This year, the cluster will undergo a major hardware and software upgrade, described below.
Important notice
We remind you that we do not perform backups of your data under any circumstances. Users are encouraged to regularly transfer their data from the cluster to their own storage resources and to delete from the cluster data that is no longer useful for calculations. This is valid in all circumstances and we decline any responsibility for your files on the cluster.
Software update complete
The software update was performed in March.
The OS has been upgraded from CentOS 7.9 to Rocky 9.5 on all machines.
Slurm has been upgraded from version 18.08.8 to 23.11.10.
The drivers and firmware have been updated.
After the software update, please note that:
- As drivers will be updated, codes compiled by the users may have to be re-compiled using the new modules.
- The software modules were updated as well. The most important modules are available (GNU, OpenMPI and Intel compilers, miniconda, Python, …). However, their version (hence their name) has changed. Before you submit any job, please make sure to adjust the module name you need to load. Some modules can only be loaded if you load their dependencies first. Example: to load HDF5, you first need to load gnu14/14.2.0 then hdf5/1.14.5. Click here if you need help on how to use the modules.
- The NFS (/home) now has storage limits (1 Tb per user). The NFS should not be used for computations (frequent read/write on files). This impacts the cluster performance. Please use your /workspace folder instead. The /workspace will still have no storage limits. Affected users (with too many files on the NFS) will be contacted in a separate e-mail.
- Load limits on login-hpc have been implemented to prevent users from running code directly on this machine and slowing it down.
Remaining operations schedule
This summer, the cluster will move from its current location at Inria Sophia Antipolis to the new machine room on the Valrose campus.
- July 4, 2025: Cluster shutdown. No more access to your data, no calculation possible.
- July 7-18, 2025: Moving the existing cluster, adding new hardware and reinstalling it. Total unavailability of the cluster.
- July 21 to August 1, 2025: Configuration of new hardware.

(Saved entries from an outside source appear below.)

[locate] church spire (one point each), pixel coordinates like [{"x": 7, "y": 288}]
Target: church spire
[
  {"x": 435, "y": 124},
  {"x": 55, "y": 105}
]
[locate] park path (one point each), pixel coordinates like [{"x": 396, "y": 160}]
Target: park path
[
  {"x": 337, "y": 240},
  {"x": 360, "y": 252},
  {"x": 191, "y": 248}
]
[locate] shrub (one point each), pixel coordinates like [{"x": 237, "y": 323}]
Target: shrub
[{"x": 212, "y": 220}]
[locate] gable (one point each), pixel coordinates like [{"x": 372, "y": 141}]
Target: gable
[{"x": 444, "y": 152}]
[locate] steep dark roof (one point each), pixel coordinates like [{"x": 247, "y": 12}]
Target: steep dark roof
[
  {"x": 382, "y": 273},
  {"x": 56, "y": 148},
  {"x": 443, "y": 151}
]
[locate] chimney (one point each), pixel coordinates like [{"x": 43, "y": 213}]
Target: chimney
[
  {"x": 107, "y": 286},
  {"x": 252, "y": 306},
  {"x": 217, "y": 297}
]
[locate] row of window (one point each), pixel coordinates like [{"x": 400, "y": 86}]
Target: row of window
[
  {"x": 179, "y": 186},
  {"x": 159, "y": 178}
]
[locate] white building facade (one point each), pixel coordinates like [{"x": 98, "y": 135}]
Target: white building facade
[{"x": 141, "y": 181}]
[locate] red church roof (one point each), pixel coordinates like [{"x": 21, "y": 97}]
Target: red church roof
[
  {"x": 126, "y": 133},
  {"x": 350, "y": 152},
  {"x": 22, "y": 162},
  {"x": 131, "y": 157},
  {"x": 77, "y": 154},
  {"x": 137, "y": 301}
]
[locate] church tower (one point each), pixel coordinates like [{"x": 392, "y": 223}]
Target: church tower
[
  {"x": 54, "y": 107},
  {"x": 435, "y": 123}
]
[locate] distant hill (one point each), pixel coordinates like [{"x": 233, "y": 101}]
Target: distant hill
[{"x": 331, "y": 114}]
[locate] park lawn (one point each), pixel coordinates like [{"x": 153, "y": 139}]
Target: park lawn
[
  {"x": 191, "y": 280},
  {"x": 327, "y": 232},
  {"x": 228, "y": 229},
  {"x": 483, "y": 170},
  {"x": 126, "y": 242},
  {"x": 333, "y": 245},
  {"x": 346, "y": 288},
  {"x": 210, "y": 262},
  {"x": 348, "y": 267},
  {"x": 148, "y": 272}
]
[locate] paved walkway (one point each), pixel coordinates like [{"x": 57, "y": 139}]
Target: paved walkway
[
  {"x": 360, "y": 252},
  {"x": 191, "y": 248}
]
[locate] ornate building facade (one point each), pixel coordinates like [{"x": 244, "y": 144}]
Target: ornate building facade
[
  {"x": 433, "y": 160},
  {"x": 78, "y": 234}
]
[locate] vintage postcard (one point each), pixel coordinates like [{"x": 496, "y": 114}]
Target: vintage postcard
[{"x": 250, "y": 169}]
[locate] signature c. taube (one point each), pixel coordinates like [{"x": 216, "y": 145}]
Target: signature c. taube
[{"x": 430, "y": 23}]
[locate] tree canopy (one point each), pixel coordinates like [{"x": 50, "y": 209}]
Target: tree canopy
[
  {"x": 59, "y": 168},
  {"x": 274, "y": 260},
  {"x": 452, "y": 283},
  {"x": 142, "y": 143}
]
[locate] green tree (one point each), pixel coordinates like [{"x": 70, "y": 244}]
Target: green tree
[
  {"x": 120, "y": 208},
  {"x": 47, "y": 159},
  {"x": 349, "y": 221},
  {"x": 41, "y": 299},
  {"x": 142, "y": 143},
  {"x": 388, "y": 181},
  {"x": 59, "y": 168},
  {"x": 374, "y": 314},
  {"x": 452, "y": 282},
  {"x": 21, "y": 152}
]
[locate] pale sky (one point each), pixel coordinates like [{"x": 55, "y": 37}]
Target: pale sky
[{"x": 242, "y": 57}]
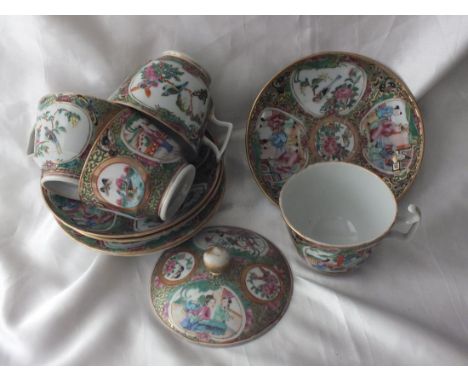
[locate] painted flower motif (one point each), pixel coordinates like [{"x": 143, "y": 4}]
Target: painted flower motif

Disruptions are also expected in access to existing facilities.
- August 1, 2025: Expected commissioning of the entire cluster.
New hardware in summer 2025
In July 2025, the following hardware will be added to the existing one:
35 PowerEdge R6625 machines for CPU computing, each equipped with:
- 2 AMD EPYC 9124 processors, 3 GHz with 16 cores (= 32 cores per machine)
- 384 GB RAM
3 PowerEdge R760XA machines for GPU computing, each equipped with:
- 4 NVIDIA H100 NVL cards, PCIe, 350 W-400 W, 94 GB
- 2 Intel Xeon Gold 5420+ 2 GHz processors with 28 cores (= 56 cores per machine)
- 512 GB RAM
The memory of the existing SMP machine will be increased to 1.5 TB.
The BeeGFS storage will be doubled to 480 TB.